And this situation is far from standing still. There are ongoing demands for better quality, which has resulted in advances in the areas of size, resolution and fidelity. Little more than a decade ago, US TV stations began digital broadcast. By about 2007, the transition to all digital HDTV was virtually complete, followed in 2011 by 3DTV; with 2K and 4K resolutions on the (still somewhat distant) horizon. Bandwidth for hi-res displays drives the need for higher-capacity wiring: while it takes 3.5-6 Mbps for compressed 1080p, it will take more than 10 Gbps to deliver uncompressed 4310p UHDTV at 120Hz, at 10bits per pixel, in 4-colors, with an aspect ratio of 16×9. As people look for more resolution and quality, the bandwidth requirements will keep going up.
Yet most homes are wired with copper, and the performance of today’s home networking technologies fall far short of today’s device interfaces. While WiFi 802.11g (54Mbps) and WiFi 802.11n (300Mbps) sound fast, the interfaces for most common consumer devices top out in the 5-10 Gbps data rate range. So if you want to network one of these devices, a copper or wireless home network will present an impediment to performance.
One solution is to use active optical cable with embedded electronics that make existing connectivity technologies compatible with new connectivity. For example, USB 3.0 at 4.8 Gbps using fiber is electrically compatible with USB 2.0. The bottom line is that in the near term, there will be a combination of wireless, copper and fiber connectivity in the home, and optical networking technologies have the potential to relieve bottlenecks.
But back to our quiz: why was the common theme of this session sand? Easy: microprocessor chips (such as Broadcom’s) are made of silicon dioxide, while fiber optics (such as Corning’s) are made of… silicon dioxide. What else is made of silicon dioxide? (wait for it!) … sand!
Will the end consumer buy in?
Now, on to question two: how does the industry communicate the value of all of this in short phrases, single syllables or acronyms; to consumer audiences? In reality, it’s a multi-step process that begins with the Broadcoms and the Cornings of the world, which are in a position to enable home networking frameworks; and the technical standards organizations that create a common definition of them.

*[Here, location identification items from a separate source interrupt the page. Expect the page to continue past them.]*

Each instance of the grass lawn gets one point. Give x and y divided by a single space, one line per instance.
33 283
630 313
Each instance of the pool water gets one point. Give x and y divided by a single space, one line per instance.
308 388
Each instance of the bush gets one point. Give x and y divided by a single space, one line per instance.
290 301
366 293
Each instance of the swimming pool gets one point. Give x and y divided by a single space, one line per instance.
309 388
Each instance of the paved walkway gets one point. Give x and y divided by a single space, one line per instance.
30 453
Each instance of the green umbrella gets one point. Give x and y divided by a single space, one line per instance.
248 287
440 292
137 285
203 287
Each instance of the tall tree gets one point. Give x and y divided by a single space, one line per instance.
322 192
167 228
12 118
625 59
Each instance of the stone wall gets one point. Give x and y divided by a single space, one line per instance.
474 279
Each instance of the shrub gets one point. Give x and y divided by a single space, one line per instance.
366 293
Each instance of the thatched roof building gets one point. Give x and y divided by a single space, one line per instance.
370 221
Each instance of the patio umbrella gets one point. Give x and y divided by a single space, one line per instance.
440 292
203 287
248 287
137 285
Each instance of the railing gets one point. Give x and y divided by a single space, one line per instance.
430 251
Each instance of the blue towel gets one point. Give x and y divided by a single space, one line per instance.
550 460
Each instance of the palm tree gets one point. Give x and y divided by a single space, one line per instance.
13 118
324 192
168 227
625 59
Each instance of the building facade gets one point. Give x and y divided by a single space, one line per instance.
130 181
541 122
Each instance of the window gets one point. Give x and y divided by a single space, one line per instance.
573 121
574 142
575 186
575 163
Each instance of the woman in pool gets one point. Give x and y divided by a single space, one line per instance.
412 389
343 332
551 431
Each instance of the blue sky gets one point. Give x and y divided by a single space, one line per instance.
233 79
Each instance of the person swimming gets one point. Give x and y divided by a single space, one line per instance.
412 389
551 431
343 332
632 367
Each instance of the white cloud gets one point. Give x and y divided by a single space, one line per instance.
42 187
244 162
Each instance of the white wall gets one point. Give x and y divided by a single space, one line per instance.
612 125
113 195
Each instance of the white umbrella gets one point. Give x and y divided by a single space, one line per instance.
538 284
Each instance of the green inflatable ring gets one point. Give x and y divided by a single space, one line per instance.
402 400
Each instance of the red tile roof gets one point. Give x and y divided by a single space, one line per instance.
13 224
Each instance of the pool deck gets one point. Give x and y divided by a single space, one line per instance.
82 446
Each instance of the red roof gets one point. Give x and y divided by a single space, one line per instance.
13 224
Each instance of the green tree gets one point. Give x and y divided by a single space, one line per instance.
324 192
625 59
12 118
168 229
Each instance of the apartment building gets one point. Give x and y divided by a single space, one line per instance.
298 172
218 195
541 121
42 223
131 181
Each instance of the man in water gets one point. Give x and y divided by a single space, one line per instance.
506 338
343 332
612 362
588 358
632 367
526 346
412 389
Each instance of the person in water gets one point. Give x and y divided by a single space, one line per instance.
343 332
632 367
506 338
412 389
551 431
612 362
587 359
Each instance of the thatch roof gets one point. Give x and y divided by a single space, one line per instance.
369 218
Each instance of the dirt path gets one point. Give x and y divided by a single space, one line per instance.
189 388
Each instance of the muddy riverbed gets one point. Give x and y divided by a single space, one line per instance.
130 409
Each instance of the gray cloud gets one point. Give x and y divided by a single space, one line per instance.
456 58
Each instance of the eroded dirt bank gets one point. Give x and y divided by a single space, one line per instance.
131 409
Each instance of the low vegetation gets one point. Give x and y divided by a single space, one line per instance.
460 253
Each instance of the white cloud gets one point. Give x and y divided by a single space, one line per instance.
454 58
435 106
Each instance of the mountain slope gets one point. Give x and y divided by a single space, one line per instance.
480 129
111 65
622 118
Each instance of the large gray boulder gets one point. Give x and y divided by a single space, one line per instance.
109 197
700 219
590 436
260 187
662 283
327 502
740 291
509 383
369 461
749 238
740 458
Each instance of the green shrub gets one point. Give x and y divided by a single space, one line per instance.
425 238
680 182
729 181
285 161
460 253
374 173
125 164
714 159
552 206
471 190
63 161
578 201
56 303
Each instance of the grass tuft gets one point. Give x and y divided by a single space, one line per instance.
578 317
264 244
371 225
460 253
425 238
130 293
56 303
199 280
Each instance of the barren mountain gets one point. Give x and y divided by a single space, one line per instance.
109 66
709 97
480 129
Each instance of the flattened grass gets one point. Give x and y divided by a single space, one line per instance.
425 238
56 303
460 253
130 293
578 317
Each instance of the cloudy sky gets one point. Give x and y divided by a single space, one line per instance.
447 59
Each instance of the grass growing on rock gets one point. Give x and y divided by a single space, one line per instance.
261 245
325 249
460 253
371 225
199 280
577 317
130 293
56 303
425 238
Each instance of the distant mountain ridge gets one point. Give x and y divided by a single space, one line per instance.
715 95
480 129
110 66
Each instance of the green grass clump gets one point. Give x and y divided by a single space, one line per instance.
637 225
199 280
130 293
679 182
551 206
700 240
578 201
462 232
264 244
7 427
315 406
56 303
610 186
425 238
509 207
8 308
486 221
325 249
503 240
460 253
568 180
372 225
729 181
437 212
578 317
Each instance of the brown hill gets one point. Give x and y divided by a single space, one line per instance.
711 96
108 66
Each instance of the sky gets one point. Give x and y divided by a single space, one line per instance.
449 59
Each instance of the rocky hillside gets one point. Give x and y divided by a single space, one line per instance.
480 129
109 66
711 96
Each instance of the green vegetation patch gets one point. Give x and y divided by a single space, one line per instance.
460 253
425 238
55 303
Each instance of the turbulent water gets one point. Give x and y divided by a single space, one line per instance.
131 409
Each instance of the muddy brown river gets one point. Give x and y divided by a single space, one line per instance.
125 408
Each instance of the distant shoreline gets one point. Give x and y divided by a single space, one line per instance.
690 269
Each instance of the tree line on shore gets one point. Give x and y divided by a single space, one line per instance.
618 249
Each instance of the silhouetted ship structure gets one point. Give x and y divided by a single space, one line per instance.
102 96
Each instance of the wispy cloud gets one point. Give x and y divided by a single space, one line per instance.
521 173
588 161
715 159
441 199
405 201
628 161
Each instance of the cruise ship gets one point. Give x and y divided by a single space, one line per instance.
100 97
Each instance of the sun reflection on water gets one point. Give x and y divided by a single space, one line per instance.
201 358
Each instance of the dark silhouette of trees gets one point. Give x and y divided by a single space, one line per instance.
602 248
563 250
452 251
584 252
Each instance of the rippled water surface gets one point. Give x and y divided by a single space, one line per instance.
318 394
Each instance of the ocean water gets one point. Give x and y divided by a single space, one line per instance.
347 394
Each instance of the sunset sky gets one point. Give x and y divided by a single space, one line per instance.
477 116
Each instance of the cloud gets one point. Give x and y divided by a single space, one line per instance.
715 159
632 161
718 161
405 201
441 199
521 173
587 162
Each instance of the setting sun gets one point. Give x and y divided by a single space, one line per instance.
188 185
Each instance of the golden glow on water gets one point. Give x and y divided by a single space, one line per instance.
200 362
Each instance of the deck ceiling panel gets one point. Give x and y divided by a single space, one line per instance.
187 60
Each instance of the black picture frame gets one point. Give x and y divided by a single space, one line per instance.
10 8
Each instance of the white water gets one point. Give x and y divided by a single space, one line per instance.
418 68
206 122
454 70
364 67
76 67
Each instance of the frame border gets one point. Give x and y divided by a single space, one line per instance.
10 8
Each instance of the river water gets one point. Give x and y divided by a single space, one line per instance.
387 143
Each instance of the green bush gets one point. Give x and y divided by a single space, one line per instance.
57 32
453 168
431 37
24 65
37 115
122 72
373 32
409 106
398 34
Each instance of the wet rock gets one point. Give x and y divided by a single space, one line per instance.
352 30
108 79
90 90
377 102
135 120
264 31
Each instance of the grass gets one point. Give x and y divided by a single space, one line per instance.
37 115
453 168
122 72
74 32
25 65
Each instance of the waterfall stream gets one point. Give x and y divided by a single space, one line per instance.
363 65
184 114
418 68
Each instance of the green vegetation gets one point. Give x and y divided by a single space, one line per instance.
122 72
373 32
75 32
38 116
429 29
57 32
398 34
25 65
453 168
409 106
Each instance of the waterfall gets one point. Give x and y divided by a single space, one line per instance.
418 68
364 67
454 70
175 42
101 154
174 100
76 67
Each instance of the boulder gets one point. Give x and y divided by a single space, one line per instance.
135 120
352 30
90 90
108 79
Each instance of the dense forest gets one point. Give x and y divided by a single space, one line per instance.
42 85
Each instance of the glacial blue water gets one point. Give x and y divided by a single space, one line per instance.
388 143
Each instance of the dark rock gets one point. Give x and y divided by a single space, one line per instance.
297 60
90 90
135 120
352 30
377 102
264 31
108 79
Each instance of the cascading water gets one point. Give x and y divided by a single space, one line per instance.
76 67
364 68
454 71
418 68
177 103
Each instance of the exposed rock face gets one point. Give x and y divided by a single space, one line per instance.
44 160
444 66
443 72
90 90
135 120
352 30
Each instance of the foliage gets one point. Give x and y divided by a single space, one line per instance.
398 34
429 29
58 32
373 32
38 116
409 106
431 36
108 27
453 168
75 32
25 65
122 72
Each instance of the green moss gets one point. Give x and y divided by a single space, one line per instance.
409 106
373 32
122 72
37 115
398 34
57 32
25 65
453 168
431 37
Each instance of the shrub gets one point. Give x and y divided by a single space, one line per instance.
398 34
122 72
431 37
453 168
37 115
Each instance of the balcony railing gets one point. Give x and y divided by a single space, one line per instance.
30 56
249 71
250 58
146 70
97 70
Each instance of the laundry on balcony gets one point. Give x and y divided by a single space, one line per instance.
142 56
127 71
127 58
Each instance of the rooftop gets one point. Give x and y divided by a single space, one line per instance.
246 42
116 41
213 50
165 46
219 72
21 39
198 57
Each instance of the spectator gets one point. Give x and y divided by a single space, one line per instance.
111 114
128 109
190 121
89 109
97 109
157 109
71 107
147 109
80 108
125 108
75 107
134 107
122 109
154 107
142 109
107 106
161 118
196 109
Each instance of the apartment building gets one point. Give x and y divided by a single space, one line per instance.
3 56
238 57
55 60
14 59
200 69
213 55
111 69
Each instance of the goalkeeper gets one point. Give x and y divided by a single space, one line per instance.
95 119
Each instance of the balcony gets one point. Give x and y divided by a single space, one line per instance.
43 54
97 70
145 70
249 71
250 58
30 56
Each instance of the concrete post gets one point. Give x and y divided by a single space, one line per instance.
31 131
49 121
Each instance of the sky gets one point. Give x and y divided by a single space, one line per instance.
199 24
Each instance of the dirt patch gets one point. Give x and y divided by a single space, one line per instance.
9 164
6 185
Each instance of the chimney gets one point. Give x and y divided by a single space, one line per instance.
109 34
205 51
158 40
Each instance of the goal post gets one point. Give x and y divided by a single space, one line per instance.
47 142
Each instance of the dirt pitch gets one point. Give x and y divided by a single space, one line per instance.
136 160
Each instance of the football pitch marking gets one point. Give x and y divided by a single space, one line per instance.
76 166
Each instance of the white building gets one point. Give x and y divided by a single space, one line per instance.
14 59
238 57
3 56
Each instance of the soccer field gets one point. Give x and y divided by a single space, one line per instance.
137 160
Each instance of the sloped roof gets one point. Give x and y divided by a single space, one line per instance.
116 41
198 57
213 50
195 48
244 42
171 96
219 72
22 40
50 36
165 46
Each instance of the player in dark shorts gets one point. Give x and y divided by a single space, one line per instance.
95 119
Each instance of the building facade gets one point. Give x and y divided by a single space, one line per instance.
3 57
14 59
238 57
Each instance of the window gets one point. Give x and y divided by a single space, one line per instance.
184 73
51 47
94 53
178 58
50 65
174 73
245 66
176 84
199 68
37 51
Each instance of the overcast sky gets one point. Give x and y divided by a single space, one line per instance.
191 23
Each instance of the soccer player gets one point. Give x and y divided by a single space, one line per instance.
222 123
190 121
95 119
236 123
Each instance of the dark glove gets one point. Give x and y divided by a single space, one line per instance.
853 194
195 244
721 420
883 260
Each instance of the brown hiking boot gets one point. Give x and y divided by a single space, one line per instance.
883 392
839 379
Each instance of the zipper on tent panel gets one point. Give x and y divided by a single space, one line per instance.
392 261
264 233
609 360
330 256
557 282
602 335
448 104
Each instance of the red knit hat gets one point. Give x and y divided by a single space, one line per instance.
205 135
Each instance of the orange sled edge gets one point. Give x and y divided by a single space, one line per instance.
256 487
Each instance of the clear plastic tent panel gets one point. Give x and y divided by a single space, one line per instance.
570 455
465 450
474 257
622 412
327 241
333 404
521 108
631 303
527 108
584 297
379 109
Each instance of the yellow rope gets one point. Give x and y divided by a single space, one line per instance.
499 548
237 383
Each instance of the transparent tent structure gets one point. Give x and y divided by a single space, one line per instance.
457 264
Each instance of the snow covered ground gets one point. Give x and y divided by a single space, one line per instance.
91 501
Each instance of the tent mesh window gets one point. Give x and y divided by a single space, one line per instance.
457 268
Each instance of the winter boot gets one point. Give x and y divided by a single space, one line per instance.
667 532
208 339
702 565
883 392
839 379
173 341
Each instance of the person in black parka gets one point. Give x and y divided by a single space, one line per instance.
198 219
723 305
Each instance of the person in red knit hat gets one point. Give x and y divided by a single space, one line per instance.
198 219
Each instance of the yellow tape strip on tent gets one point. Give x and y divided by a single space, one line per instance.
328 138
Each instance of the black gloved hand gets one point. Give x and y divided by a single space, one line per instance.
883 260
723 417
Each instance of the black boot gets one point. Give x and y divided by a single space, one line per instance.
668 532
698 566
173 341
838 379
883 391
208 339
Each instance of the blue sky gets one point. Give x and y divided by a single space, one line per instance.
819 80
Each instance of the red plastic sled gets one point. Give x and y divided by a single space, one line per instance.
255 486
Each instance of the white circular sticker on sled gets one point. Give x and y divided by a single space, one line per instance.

Then, someone needs to intersect the ever-increasing bandwidth budget requirements (created by ever-increasing video quality to an increasing number of devices), with the capabilities of these networking and device technologies, and then educate others. Intermediary steps in the message filtering process include CE device makers, systems and software integrators, professional network installers, and high-end A/V dealers; whose customers are generally sophisticated enough to understand the enabling technologies.
This gets us just one step away from the mainstream consumer, where smart marketers get to reduce all of this to “good, better and best,” and explain the differences in terms that everyone can understand, such as “no more ‘buffering’,” or “you’ll get a clear picture anywhere in the house, no matter which screen you’re watching.” Only then will we see the demand.
"the interfaces for most common consumer devices top out in the 5-10 Gbps data rate range" – What common consumer devices are you referring to that support that kind of speed? I am unaware of any common device in use today that supports anything higher than a standard 1Gb ethernet connection.